In the three years I’ve been here, I’ve established a permanent bed along the front of the house and slowly filled it with herbs and perennial flowers. They mix well, produce a lot of handy kitchen herbs, and look pretty. I’m about to slightly enlarge that bed and put in a handful of vegetables along with annual flowers to keep the ‘flower garden’ look rather than kitchen garden, although that’s effectively what I plan. I’m not really worried about pilferage, we do have people walking by in front of the house but the chances of them deciding to take my veggies is… slim.
When you’re choosing plants for a small, low-maintenance garden, you want to focus on the plants that will give you what you want – colorful flowers, herbs for the kitchen, or fruits – but won’t need tending more than once or twice a year. With some planning, you can have flowers all season, and harvest as much as you want from the herbs.
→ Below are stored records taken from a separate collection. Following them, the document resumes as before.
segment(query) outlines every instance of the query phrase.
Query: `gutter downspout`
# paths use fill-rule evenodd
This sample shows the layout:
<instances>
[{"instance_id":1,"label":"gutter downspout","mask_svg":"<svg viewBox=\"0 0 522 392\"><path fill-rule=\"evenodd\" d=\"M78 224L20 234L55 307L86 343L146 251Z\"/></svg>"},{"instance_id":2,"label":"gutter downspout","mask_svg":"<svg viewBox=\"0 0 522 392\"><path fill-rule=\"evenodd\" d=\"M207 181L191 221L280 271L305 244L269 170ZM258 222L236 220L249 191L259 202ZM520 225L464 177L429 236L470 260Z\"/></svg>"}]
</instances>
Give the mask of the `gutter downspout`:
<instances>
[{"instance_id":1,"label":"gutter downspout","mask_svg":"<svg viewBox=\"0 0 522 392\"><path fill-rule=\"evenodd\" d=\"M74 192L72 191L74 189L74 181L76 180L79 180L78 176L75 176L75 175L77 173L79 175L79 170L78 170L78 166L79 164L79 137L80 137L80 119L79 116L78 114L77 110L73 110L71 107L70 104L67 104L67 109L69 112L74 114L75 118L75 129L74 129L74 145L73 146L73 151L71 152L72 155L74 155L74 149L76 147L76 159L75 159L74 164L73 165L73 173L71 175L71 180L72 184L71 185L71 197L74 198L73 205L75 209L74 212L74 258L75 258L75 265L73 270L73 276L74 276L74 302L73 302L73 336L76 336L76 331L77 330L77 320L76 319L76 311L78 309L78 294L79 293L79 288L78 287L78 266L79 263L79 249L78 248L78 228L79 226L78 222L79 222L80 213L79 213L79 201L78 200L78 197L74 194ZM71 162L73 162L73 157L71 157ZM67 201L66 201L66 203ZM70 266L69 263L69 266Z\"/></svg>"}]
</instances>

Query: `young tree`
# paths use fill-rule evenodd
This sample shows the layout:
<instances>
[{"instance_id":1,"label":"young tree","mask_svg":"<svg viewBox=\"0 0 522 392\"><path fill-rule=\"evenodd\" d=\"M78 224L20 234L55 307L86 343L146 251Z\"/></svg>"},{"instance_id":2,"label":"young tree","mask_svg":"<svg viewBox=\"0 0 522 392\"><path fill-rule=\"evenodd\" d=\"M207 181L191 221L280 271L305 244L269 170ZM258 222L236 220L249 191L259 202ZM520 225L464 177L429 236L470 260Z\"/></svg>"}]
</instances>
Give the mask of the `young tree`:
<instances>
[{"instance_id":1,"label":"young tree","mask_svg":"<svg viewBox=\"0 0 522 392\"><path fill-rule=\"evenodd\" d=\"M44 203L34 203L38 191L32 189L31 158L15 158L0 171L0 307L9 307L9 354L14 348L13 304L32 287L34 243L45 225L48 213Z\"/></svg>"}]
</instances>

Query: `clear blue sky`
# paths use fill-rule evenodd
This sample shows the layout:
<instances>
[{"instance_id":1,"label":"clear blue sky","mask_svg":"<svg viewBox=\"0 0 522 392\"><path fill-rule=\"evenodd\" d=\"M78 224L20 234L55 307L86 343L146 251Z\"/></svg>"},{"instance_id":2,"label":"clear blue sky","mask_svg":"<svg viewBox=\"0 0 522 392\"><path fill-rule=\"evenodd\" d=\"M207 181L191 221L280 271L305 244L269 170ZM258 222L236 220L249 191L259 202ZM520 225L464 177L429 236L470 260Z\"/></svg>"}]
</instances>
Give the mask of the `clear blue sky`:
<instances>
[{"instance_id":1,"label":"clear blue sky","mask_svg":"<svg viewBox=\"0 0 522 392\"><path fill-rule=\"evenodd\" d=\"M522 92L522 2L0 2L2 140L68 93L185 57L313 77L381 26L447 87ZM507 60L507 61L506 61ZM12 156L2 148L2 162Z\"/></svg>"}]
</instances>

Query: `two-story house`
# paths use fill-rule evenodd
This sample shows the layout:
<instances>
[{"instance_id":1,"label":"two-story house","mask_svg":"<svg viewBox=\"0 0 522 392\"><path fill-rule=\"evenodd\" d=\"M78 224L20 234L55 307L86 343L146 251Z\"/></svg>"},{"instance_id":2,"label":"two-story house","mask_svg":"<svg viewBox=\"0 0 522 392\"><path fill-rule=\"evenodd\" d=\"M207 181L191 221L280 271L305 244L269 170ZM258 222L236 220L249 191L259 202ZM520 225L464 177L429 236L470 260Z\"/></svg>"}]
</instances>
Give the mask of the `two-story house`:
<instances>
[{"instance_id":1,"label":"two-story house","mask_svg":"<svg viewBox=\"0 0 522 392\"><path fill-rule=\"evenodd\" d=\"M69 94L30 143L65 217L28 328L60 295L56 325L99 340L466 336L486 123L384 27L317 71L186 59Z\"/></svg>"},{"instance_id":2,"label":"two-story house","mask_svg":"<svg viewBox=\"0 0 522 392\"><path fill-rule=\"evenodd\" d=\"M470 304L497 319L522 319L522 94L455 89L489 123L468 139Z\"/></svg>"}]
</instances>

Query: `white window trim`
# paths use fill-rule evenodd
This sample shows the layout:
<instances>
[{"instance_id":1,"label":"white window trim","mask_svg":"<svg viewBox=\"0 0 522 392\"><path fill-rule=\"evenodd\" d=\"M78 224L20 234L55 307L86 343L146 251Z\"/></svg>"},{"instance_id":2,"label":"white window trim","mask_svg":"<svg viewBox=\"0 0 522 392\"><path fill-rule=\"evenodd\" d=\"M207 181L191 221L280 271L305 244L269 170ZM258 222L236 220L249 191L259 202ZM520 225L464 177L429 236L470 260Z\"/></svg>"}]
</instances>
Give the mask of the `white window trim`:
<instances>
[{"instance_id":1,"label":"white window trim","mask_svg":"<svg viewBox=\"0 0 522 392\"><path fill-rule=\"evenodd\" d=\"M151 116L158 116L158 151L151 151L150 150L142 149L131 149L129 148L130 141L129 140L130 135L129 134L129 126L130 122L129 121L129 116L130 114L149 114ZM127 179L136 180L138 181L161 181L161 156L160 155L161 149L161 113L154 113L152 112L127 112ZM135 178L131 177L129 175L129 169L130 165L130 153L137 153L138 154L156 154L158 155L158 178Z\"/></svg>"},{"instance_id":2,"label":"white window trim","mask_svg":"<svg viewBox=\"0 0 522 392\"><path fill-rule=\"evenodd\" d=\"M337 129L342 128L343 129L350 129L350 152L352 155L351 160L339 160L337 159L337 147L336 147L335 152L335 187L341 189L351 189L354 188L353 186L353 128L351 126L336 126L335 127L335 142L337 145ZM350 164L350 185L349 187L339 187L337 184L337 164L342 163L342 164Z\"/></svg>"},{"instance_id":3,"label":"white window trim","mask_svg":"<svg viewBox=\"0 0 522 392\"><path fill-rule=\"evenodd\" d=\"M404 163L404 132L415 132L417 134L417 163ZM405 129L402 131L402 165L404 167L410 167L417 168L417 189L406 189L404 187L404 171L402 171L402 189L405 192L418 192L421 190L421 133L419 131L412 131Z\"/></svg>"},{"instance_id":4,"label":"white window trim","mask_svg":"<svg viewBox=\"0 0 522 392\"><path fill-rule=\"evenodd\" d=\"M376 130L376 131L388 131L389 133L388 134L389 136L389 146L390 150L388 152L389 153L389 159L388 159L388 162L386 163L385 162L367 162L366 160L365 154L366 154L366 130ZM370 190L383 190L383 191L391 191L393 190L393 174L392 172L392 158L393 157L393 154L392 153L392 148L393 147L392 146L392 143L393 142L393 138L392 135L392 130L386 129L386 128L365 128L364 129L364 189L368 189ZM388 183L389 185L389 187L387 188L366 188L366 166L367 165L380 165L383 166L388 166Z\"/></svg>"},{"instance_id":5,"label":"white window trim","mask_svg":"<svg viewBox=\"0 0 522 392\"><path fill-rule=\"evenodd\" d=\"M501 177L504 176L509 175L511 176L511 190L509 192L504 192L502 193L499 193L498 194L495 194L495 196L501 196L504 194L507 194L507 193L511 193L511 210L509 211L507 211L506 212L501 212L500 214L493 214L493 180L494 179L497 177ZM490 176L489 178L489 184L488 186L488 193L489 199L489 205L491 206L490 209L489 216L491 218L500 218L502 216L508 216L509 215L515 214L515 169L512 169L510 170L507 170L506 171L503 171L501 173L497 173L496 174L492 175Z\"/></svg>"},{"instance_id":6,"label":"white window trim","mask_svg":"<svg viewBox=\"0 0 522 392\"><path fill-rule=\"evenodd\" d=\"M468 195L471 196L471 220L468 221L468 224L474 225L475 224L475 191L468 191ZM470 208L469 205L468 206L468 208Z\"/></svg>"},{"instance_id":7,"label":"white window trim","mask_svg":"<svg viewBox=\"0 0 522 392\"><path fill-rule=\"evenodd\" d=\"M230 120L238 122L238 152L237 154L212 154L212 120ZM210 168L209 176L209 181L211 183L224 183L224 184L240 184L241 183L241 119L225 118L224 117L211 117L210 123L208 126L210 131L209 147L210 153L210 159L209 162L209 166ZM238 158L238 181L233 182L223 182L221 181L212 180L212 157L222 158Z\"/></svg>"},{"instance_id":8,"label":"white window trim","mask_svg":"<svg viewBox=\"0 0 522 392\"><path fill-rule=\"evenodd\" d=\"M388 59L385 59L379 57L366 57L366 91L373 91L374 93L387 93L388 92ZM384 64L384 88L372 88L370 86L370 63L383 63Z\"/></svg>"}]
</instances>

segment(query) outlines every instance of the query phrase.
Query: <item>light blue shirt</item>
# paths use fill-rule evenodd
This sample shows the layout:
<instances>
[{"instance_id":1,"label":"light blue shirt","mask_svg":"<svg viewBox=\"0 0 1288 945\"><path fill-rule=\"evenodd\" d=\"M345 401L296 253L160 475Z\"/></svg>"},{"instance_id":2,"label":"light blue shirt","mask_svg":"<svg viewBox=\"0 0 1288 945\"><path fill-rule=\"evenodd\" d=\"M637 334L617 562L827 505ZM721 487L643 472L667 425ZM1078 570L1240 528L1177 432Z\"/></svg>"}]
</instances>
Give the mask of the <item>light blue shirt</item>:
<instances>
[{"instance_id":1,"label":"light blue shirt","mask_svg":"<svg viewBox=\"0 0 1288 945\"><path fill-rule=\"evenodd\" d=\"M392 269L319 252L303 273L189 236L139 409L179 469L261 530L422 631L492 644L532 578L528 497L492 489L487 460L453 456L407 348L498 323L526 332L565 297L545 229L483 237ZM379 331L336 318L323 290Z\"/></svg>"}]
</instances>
I’m focusing more on herbs since I don’t have space for berries and most veg need plenty of care.
Last year I put the veggies and herbs in pots in the backyard. Unfortunately, there wasn’t enough sun, so while I got a handful of peppers and a ton of herbs, the tomatoes languished. So I put them out front, on the south side, this year. I have to enlarge the bed – the irises Dorothy-Mom gave me are expanding by leaps and bounds, and my tiny 4″ pot of oregano is the green blob that ate… well, everything. It will be mad with bees later in the summer when it starts blooming.
My point in this post is to say that even with limited space you can grow things. Herbs are by far the best option, as veggies can be had cheaply. Herbs aren’t as cheap and it’s so nice to grab what you need for the recipe and walk back to the kitchen. Dried just isn’t as good! Which reminds me – my thyme didn’t winter over in a container, I need to pick up a new plant of that!
I miss having berries, but they take more space than I have. And since we’re likely to move soon, I didn’t want to establish them and abandon them. Most people wouldn’t have any idea what to do with them, and would rip them out to put in more boring grass. I’ve sold my First Reader on letting me expand the garden by pointing out it’s a little less mowing for him.
I may not have the time to spend in my garden I’d like, but the moments I take to tend it or just look at it and harvest are good ones. It’s not perfect, there are always weeds even when I’ve tackled them the week before. That’s ok. If I worried too much about how it looked I’d not have one. Instead I’ll enjoy it, keep choosing plants that require no care from me once they are established, and sadly bid it farewell when I go, knowing that I’ll get to do this all over again when we settle down in a new place. Wherever that is. Because for me, a garden is a constant friend, even if it’s only in a few pots.